È stato scambiato per una spia (anche se su questo punto, come su molti altri, c’è ancora bisogno di chiarimenti), torturato, ucciso e gettato in un fosso sul ciglio di una strada della periferia del Cairo. Sebbene la polizia egiziana e i servizi segreti affermino ancora di non saperne nulla, i fatti parlano da sé.

Senza evidentemente considerare le ripercussioni sulla politica internazionale, l’Egitto ha permesso (se non agevolato) un fatto così abominevole ai danni di un cittadino, per giunta straniero. E divampano le polemiche. Matteo Renzi, pur non dubitando ufficialmente della versione egiziana (ricordiamo che l’Egitto è un importante partner commerciale per il nostro Paese) chiede la verità sul caso Regeni, a nome di tutta la nazione. Per questo infatti sono stati inviati degli investigatori italiani al Cairo, che sono riusciti ad entrare in possesso del computer portatile di Giulio Regeni, nel quale si suppone possano trovarsi informazioni utili a determinare il movente dell’omicidio.

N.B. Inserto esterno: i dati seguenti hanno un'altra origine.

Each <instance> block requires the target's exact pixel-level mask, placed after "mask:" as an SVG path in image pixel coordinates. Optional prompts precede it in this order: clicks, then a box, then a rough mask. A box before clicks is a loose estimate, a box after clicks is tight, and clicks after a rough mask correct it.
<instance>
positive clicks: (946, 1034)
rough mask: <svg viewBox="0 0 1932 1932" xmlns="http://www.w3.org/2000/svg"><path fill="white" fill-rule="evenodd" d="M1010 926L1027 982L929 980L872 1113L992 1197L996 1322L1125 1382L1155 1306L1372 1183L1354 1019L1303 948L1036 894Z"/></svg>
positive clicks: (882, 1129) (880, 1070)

Rimane tuttavia lo sdegno sia nel mondo accademico (in Gran Bretagna è partita una lettera di protesta firmata da più di 4 mila 600 studiosi) sia fra le persone comuni (da ricordare la fiaccolata in suo onore e le oltre mille persone presenti al suo funerale) sia nel mondo politico, che ha espresso la propria solidarietà alla famiglia Regeni, colpita da una tragedia fondamentalmente immotivata e per questo forse più barbara ancora.

Amnesty International ha avviato una campagna per chiedere la verità su un caso che minaccia di essere dimenticato o insabbiato molto facilmente: assistiamo all’ennesima violazione dei diritti umani in un clima che non promette niente di buono per tutti coloro che li difendono ancora strenuamente.